New reports warn that wildfires across the world’s northern boreal forests are surging — with recent fire seasons turning into full-blown emergencies as remote woodlands from Canada to Siberia blaze at unprecedented scale. In 2024–2025, boreal fire activity hit near-record levels: in North America alone, the area burned (BA) in boreal regions reached about 20,000 km², ~86 % above the 2002–average, with carbon emissions roughly three times the long-term norm.
In 2025’s first half, satellite monitoring flagged intense wildfire outbreaks across both Canadian and Russian boreal zones — prompting widespread evacuations, emergency firefighting mobilisations and cross-border smoke drift impacting air quality thousands of kilometres away.

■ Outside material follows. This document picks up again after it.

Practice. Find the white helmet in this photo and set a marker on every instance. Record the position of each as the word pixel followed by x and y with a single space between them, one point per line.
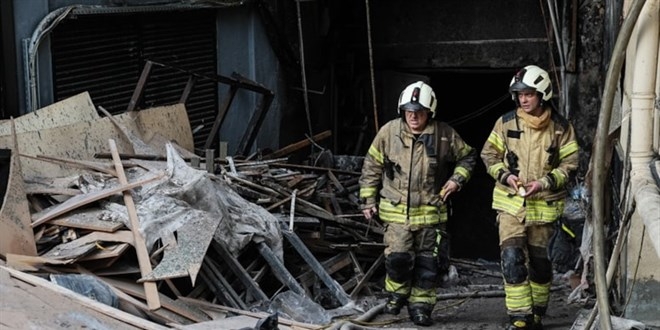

Scientists attribute the surge to a dangerous combination: rising global temperatures, drying peatlands and thawing permafrost that make even historically cold and damp boreal landscapes tinder-dry. In some Arctic and sub-Arctic regions, soils once too wet to burn are now fueling “zombie fires” — underground blazes that rekindle after winter snowmelt.
The consequences go beyond lost trees. These wildfires release huge amounts of stored carbon — turning boreal forests from carbon sinks into carbon sources — and threaten biodiversity, indigenous livelihoods, and the global climate system. Experts warn that unless climate change is curbed and forest-fire governance strengthened, boreal wildfires may become a new “normal.”